Friday, December 6, 2013

Resume dari seorang sahabat

Masih dalam episode nguplek isi harddisk leptop yang lama, dan menemukan sebuah tulisan ini..

Thilma Komaling, adalah sahabat dekat saya yang sedang mengikuti summer course di LONDON, beberapa tahun yang lalu mima (panggilannya)pernah menjadikan saya objek untuk tugasnya, dan inilah tulisannya.. Thank you girl.

A cheat sheet for dreamers

Closing in on his tenth year in radio broadcasting industry, Anto Nugroho finds it compelling to share the stories of hundreds of people he had met, their sayings and achievements, as both entertainment and inspiration to his thousands of listeners. 


Anto Nugroho, 29 was born and lives in Jakarta. He is a host of a lunch-hour music program which plays top-40 tracks for Motion Radio, a leading radio station in Indonesia under big media group named Kompas.


Seven years ago, he was just one undergraduate of Communication Studies who had his apprenticeship as program producer in Female Radio, Jakarta who happened to be the producer who had the liberty of having the-now-President of Indonesia to tell the story of him falling off a mango tree in a radio show.

On the morning of July 23rd 2003, when the presidential candidate, Mr. Susilo Bambang Yudhoyono, came to studio of Female Radio Jakarta, at Ratu Plaza Office Building to speak as a guest at the stations’ Your Morning Coffee show – there was naturally a big hassle over security procedures.
Two days before the show, the offices of Ratu Plaza on Sudirman Street, Jakarta as home for more than 400 offices on the main business district, had to go through a vigorous security check whereupon all offices in the building were temporarily shut down while a group of presidential security personnel canvassed the area for any foreseeable threat. In effect, they also placed 2 snipers on the rooftop to ensure top level security.

Mr. Yudhoyono is known to be very selective in giving media interviews, especially when the subject concerns his personal life rather than the presidential office he currently serves. But that morning he had agreed to an interview at Female Radio Jakarta to honor Indonesia’s National Children Day. And he talked, at length, about his childhood.

“We were lucky,” says Anto Nugroho, the former producer of Your Morning Coffee show at Female Radio Jakarta.

It was the perfect opportunity for Mr. Yudhoyono, who was running for the presidential office (2004-2009), whose campaign had been very intense and outspoken toward the public, to reach out to his masses. But it wasn’t until he sat down for a talk Anto has prepared that he earnestly opened up to the public by answering candidly all the questions addressed to him. At the end of the show, the then would-be president even had chosen his own playlist.

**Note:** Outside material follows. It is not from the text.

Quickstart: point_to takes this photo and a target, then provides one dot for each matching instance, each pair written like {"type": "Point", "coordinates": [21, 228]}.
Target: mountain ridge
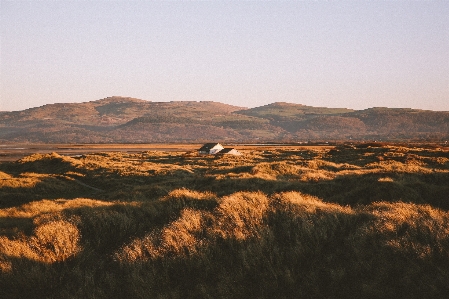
{"type": "Point", "coordinates": [129, 120]}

Anto had never dreamed of being the first and only radio producer in the country to win Mr. Yudhoyono’s heart.

“He called me 30 minutes before the show aired to praise my children’s tales program at the station. He said he listened to it and liked it. I felt honored and proud,” Anto recalls one afternoon this week, while he was broadcasting.

At the age of 13, Anto wanted to become a singer. He formed an indie band with his junior school mates and got the chance to drop their demo cd to Prambors Radio – the number one youth radio station in Indonesia in the 90’s. Then he thought of working in radio station as the most sensible way to reach his dreams.

Finding a middle course to his vision, Anto broke up with his band and applied for an internship in Female Radio Jakarta in 2001. Later, he observed himself and found out that being a singer and an announcer had something in common. “It’s not just the music, it’s like storytelling. Ultimately I like to listen to people and be listened. The beauty of this profession is to be the first one to know”, explains the father of a 2-year-old girl.

“At my shows, announcer and interviewee; they had to listen to me, the producer. I’m the boss at that very hours, regardless their position and status; even the president.” he reaffirms.

Nevertheless, after nearly a decade of working in the radio industry, Anto is well-supplied with plenty of stories to tell. He had interviewed more than 300, from top CEOs to janitors, politicians to street performers. Most of his guests and interviewees are influential people, but some fall on the ordinary, though he admits all of them have made an inspiring feature to share.

“I have been very fortunate to have met with some of the most influential people in the country. And I’m proud to have learned from Mr. Ali Sadikin, the former Governor of Jakarta, who told me, ‘A coward will always be a coward to the day he dies, that to make a difference in this world is a difficult, yet worthwhile, thing to do,” says Anto.

Currently as an announcer and producer, Anto is running a 3-hour-show at Motion Radio from Monday to Friday, boasting an audience of more than 16,000 listeners a day.

He describes himself after 10 years of work, his life is like a thick book that contains stories, notes and opinions of people, and if it were the case, there will be a question of who would he dedicate the book to and why. He said, “I’d dedicate it to dreamers everywhere, as a cheat sheet.” He giggled.